Some o custo do produto e divida pelo resultado de 1 menos a soma dos percentuais de despesa variável, custo fixo e margem de lucro. Essa conta, chamada markup divisor, garante que o preço cobre tudo e ainda sobra lucro.
Qual a diferença entre markup e margem de lucro?
Markup é o quanto você acrescenta sobre o custo, e margem é o quanto sobra sobre o preço de venda. Um markup de 40% não vira 40% de margem, então tratar os dois como iguais faz o preço sair menor do que deveria.
Qual a margem de lucro ideal para um produto?
Não existe um número único, porque depende do setor e do giro. O varejo costuma trabalhar com margens menores e vender em volume, enquanto serviços e itens exclusivos sustentam margens maiores.
Como precificar um produto artesanal ou feito à mão?
Inclua o seu tempo de trabalho como custo, além do material. Quem faz à mão costuma esquecer da mão de obra e acaba vendendo o próprio esforço quase de graça.

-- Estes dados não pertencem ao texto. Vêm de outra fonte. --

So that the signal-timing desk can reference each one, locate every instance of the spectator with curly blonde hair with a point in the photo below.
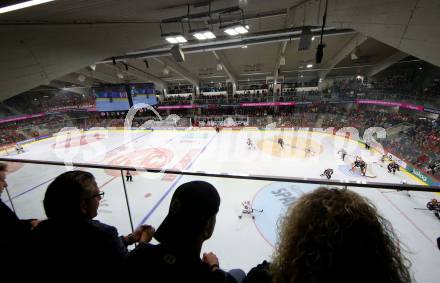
(333, 235)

Preciso incluir imposto e taxa de cartão no preço?
Sim, imposto e taxa da maquininha são despesas variáveis que saem de cada venda. Deixar esses valores de fora é um dos motivos mais comuns de vender achando que está lucrando.
Dá para precificar um produto sem planilha?
Sim. Um assistente financeiro como o ZapGastos separa os custos do negócio pela conexão bancária e deixa a base de cálculo pronta, sem você montar planilha.
Preço não é opinião, é conta. O concorrente pode servir de referência, mas quem decide o seu preço é a sua estrutura de custo. Quando você conhece cada real que entra no produto, parar de vender no prejuízo deixa de ser sorte e vira controle.